Men also shouldn’t get a treat for embracing basic fairness. In the op-ed, Sandberg and Grant argue that we have to go beyond “the usual focus…on fairness” and “articulate why equality is…the desirable thing for us all.” To all the men reading it, they make many promises: happier marriages, longer lives, and even more sex. If a more balanced, less conflicted partnership “isn’t exciting enough,” they write, men should consider this fact: “Couples who share chores equally have more sex.” One man asked his wife as he picked up a pile of dirty clothes whether he was doing “Lean In laundry,” which apparently means laundry that gets rewarded with sex. Beyond the disturbing, if societally pervasive, idea that sex is a prize women bestow on men and not an act they partake with equal desire, it tells men they are doing something special to be rewarded when they don’t act like lazy children.

Still, Lean In and Sandberg’s focus on men is welcome. Too many of these conversations are by and about women as if fathers don’t exist. But just as the original Lean In was criticized for focusing on the individual over the systemic—it mentions a lack of child care, paid leave, and flexibility at work while spending more time on the “barriers that exist within ourselves”—we have to think about systemic solutions that get men more involved and not just rely on them to voluntarily change our entire society.

One huge piece of that is paternity leave. When men take leave, truly remarkable things happen. They become more invested parents, which means they’re more likely to take on their half of the work raising a child later in its life. It also increases how much time they spend on other household duties, which gives mothers more time to work longer hours at full-time jobs. That also helps boost mothers’ wages.

But men need to be offered paid leave in order to take it and to see that it’s a common practice for other men to leave work when their children arrive. Currently, just 15 percent of American men get paid leave at their jobs.
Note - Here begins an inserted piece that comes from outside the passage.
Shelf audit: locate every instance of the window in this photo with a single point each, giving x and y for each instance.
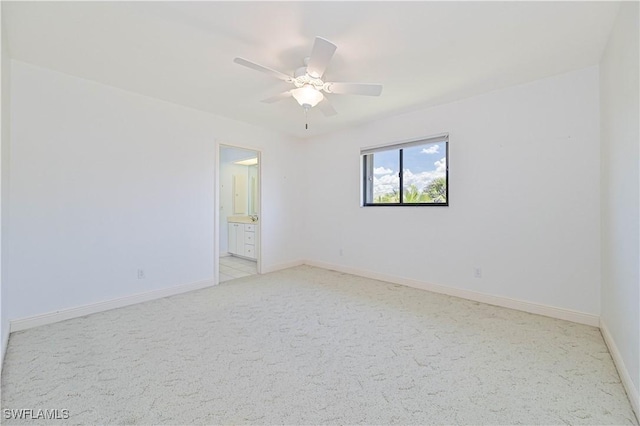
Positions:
(411, 173)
The tug of war between having a family life and having a career is slowly but steadily becoming understood as not just afflicting women, but both genders. President Obama recognized as much in his recent State of the Union address when he called for affordable child care not to be seen “as a woman’s issue,” but as “the national economic priority that it is for all of us.” Lean In Together is a partial step toward a conversation that is gender neutral. But we can’t sugar coat what it will take to achieve real gender equality at home and at work.